Iraq's foreign policy pressures
Over the past 10 days, Iraq has been acting somewhat adventurously.
On 2 October, Baghdad forced down an Iranian plane bound for Syria for inspection.
And on Tuesday, Prime Minister Nouri al-Maliki signed a deal to purchase $4.2bn (£2.6bn) worth of weapons from Russia.
On the surface, one act seems in defiance of Iran, and the other in defiance of the United States.
In reality, both could be part of a most unusual balancing act.
Iraq is buckling under pressure from all directions. The prospect of chaos in Syria has left the government panicking, and each of its closest allies - Tehran and Washington - is pulling Baghdad in its own direction.
Until recently, Mr Maliki seemed to possess a magical ability to keep both Washington and Tehran happy.
But recent events suggest Baghdad could eventually face the unnerving possibility of having to choose one or the other.
Caught in the middle
For weeks, Western sources have accused Iran of sending planeloads of arms to Syria over Iraqi air space.
As the US pressed Iraq to inspect the planes, the government finally succumbed, forcing an Iranian cargo plane to land at Baghdad international airport, and searching it for weapons.
None were found, and the plane was allowed to continue its flight to Syria. Iraq publicised the event, in the hope that Washington would be appeased and the matter would be settled.
It was not. Days later, the response came from Iran, which accused Iraq of violating international aviation agreements, and expressed hope that such inspections would not be repeated.
Meanwhile, the Iraqi press were quoting government sources as saying Washington was not satisfied with random searches, and wanted all Iranian planes inspected.
As the diplomatic drama unfolded, Mr Maliki set off to Russia, where he signed the $4.2bn arms deal, making Russia the second largest supplier of weapons to Iraq.
The United States remains the first, selling Iraq all sorts of weapons as it tries to rebuild its army, including 18 F-16 fighter jets set to be delivered next year.
But with American weapons comes dependence on the US for ammunition and training.
"Maliki is aware that the Americans may eventually seek to use weapons supplies to curb his behaviour," said Toby Dodge, reader in the international relations department of the LSE.
"As the expansion of oil exports continues, the Iraqis will have lots of money. It would be sensible for Maliki to balance the source of his weaponry."
The significance of the purchase will not be lost on policy makers in Washington.

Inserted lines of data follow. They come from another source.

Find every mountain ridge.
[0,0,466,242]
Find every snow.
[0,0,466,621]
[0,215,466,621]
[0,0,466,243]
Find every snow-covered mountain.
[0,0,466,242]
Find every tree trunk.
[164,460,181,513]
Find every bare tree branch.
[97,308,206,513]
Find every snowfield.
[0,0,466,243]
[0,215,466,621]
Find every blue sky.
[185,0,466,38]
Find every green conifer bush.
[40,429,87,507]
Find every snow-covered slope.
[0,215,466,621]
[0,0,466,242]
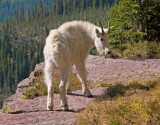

Even before the deal was sealed, the American general in charge of weapons sales to Iraq, Gen Robert Caslen, said Baghdad was looking to redress a fundamental military weakness.
"Iraq recognises they don't control their air space, and they are very sensitive to that," he told the New York Times last month.
When Turkey sends its warplanes to bomb Kurdish targets in Iraq, Iraqi officials "see it, they know it and they resent it", he added.
Turkey has been battling a Kurdish rebellion in its south-east for decades, and has been conducting cross-border raids into northern Iraq to pursue the rebels in their mountain hideouts.
On the same day Iraq inspected the Iranian plane, the government issued a decision rejecting any foreign troop presence on Iraqi soil, and any military incursions under the pretext of chasing rebels.
The decision was clearly aimed at Turkey, whose relations with the Iraqi government have been steadily deteriorating. But it did not specify how Baghdad intends to enforce it.
Almost a decade after the US-led invasion knocked down the Iraqi state, Baghdad is only just trying to secure its foothold.
As it looks around, it finds powers much more stable and established engaged in a battle to the death over the future of Syria. They all want Baghdad on their side.
"Iraq is back with force," said Iraqi Foreign Minister Hoshyar Zebari early this year, as Baghdad prepared to host the Arab League summit.
"Do not underestimate the Iraqi position," he said. "We do not simply follow. We have our opinion."
But amid the ferocity of the regional battle, the margin for independence keeps shrinking, and it will require great skill not to drift too far in either direction.
Mr Maliki will also have to deal with internal divisions as sharp as those in the region.
The federal government in Baghdad and the Kurdish regional government in the north have been unable to resolve fundamental differences over how much power each should have. And many of Mr Maliki's opponents accuse him of drifting towards sectarian and authoritarian rule.
Before leaving for Russia, he had to admit that any deal he signs could well be scuttled by parliament. It was a rare admission of weakness from a leader who is aware that the regional divide is reflected within Iraq itself.
Mr Maliki has been scrambling to put together a coherent response to all these challenges.
It remains to be seen whether he has managed a series of meaningless acts of political theatre, or a skilful manipulation of forces much greater than his own.